When should you review your estate plan? The question begins with the assumption that you have an estate plan. Maybe you don’t; in which case, beginning the journey of estate planning is a very good thing to do. It is important to have an estate plan, but estate planning is not ‘set-and-forget’. It really is a journey that should follow the course of decision-making undertaken as you travel through life and it’s unexpected (or otherwise) twists and turns. This means that revisiting your estate plan on a regular basis is just as important as actually starting the process.
If you have any assets (and most of us do, even they don’t seem like much) and you have any dependents, estate planning is an absolute must. Not having an estate plan in place means that when you die you will not have any say in important decisions about your estate or the guardianship of your children. It’s a good idea to review your estate plan whenever you have a child or grandchild at the least.

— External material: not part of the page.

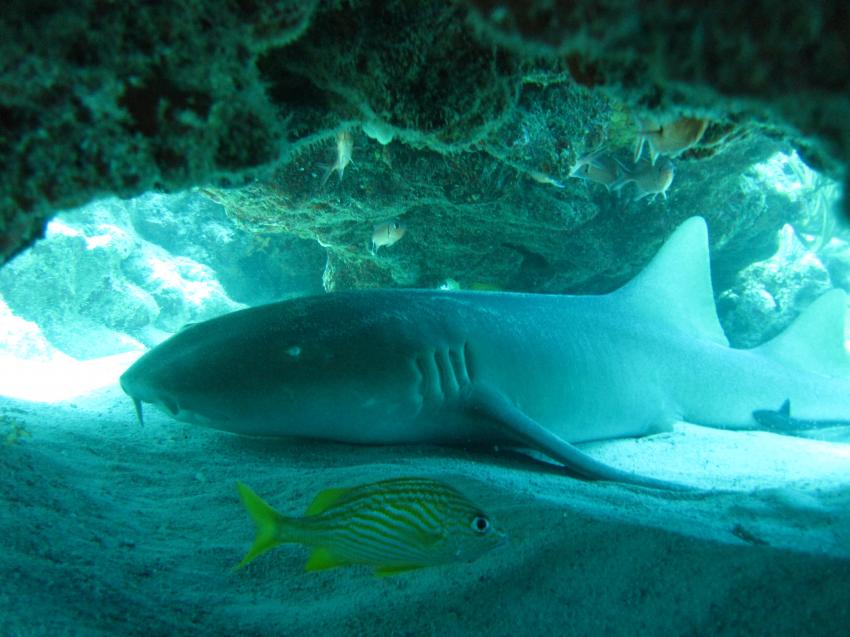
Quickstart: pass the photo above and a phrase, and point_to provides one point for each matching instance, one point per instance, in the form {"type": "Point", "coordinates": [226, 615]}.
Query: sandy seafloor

Wills, as part of your estate planning, should be reviewed if your circumstances change, or if they change in the lives of those provided for in your will. A good estate plan should evolve with you and those that will benefit from it. While you can make a new will or add an amendment to your will as many times as you like while of sound mind, you can also revoke, or even destroy, your will any time (while of sound mind) before you die. Life circumstances can change quickly and radically and our estate planning should always reflect our current situation and cover our potential ‘what-if’s’.
Even if you do not feel that you have had any significant life-changes, it is wise to review your estate plan every 5 to 10 years. You could be surprised how your circumstances, your thinking and the circumstances of others might have changed over the years.
Why Have Regular Reviews?
Estate planning is meant to help you put in place a plan that means your estate is divided up in the manner in which you choose and to whom, as well as looking after your loved ones when you’re gone. Regularly reviewing your estate plan assists in reducing any potential conflict for your family when you die. If maintaining family unity is your desire, then keeping your estate plan up-to-date is essential. Good estate planning is not just about transferring family wealth but also family values. It is an opportunity to pass onto the next generation the things that are important to you. Reviewing your estate plan regularly communicates to your loved ones that you are aware of changing needs and circumstances. Doing something about it by revising your estate plan is far more helpful and long-lasting than communicated observation about their changing lives or yours. Good estate planning is also deeply practical: what would you like your funeral to look like? Do you want to be buried or cremated? Who should look after your children, if necessary?
When Should You Review Your Estate Plan?
Aside from regularly reviewing your will and estate plan every 5 to 10 years (and some say every 3 to 5 years), there are certain life events that should be a catalyst for another review. Some of these times include:
- when you get married
- when you enter into a de-facto relationship
- when your de-facto relationship breaks down
- when you get separated with the intention of divorcing
- when you are divorced
- when you have children (and then when more children or grandchildren are born)
- when you start a new business
- when you buy a new home or any other significant assets
- when your financial circumstances change significantly
- when any of your named beneficiaries die
- when your named executors, trustees or guardians pass away or become unable to perform the duties required for those positions
- when you get remarried (particularly if there are children involved)
- when you retire
It’s also helpful to review your estate plan if there are significant changes to any estate laws or tax laws that may have implications for you or your beneficiaries. This is why it’s a good idea to have a professional help you with your estate planning documents and their review.
Your estate planning lawyer can help you to ensure that your plan is the best one for you and for your beneficiaries. A comprehensive estate plan will only remain comprehensive if it is up-to-date. Estate planning has two main aims:
- Secure your family’s financial future as best you can with your estate.
- To reduce the chance of conflict and family fights over your estate.
This was Matthew and Jennifer’s intention when they sought the help of a specialist in wills and estates to help them decide the best way to review their estate plan. Matthew’s marriage to Jennifer is his second marriage and he has two older sons by his first. He and Jennifer have one son together who is still very young. By seeking the advice of their estate lawyer, they have put into place a plan that looks after their family while reducing the chance of Matthew’s ex-wife ‘creating havoc with the distribution of his estate’. There is always the chance in the future that the children from the first relationship will not get along with the child of the second marriage and will fight over who gets what share of the estate. This is a very common scenario.
The key steps in developing an exhaustive estate plan include:
- Organising your finances and assets now. If they’re in a mess when you die it just creates angst for those left behind to deal with it.
- Getting it done now. Your estate plan can only have your specific input when you are of sound mind.
- Looking after your dependents.
- Reducing taxes on your estate where possible.
- Having a will and estate plan that is according to your wishes – how you would like your estate to be distributed.